Se va in scena il Brasile

Da Danielevecchiotti @danivecchiotti

I taxi sono arancioni, gli autobus verde pappagallo. Le cabine del telefono ricordano gli animali esotici del film “Rio”; le cassette delle lettere spiccano per il loro colore giallo acceso.
Insomma i colori sono gli stessi.
Ho lasciato due giorni fa il cubo di Rubik stilizzato che faceva da scenografia a “Tutto Matto” e, partito per il Brasile, ecco che mi ritrovo su una identica tavolozza a tinte vivacissime.

Perché uno degli aspetti più straordinari del Sudamerica è questa esplosione di rossi, di azzurri, di verdi e di altre tonalità pastello che ti fanno sentire perennemente dentro una commedia musicale anche quando, come accade nei quartieri più poveri, non ci sarebbe nessun motivo di ridere.

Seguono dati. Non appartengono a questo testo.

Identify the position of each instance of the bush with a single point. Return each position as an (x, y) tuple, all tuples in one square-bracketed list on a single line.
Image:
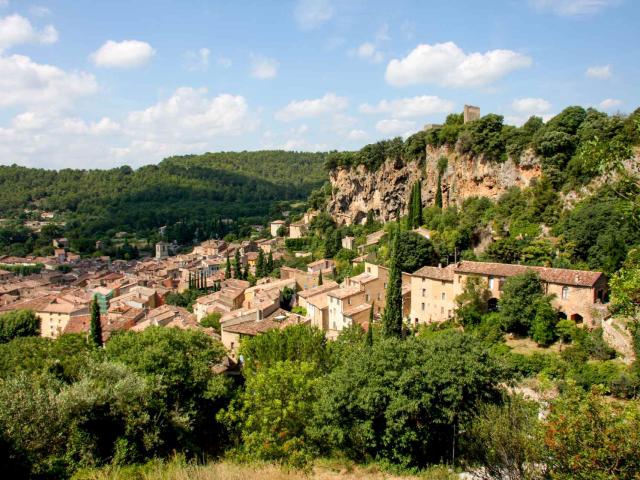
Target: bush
[(590, 437), (270, 416), (401, 402)]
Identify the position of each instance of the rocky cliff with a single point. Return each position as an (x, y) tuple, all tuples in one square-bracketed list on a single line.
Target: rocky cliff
[(385, 191)]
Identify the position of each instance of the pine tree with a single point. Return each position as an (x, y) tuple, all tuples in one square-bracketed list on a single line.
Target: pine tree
[(95, 327), (369, 338), (392, 316)]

Messe una accanto all’altra, le immagini di Curitiba che ho scattato ieri e la vista dall’alto del palco durante le prove pomeridiane si assomigliano molto più di quanto verrebbe da immaginare.

Ho iniziato sabato un piccolo tour che, dopo il Sud del paese, mi porterà nei prossimi giorni prima a São Paolo e poi a Rio de Janeiro. Ma, proprio grazie a questi meravigliosi paesaggi urbani in technicolor, alla musica che arriva da ogni angolo, allo zucchero che si sparge nell’aria salendo dalle bancarelle in cui si vende il Caldo de Cana, grazie al calore del sole che, nonostante qui in realtà sia inverno, scalda più dei riflettori da mille watt, mi sembra ancora di essere dentro il mio spettacolo.

Il Brasile e il Sudamerica sono infatti un grande show, insieme allegro e struggente come un buon testo teatrale deve saper essere. Ti strappa una risata di gioia pura e un attimo dopo ti pugnala al cuore con un’affilata scena di tagliente povertà. Ti commuove con immagini di sofferenze che ormai credevi non fossero più possibili e poi spazza via le lacrime rovesciandoti addosso il ritmo suadente di un’orchestrina che, sopra il marciapiede, proprio come in un musical, sottolinea il momento difficile suonando una travolgente bossanova.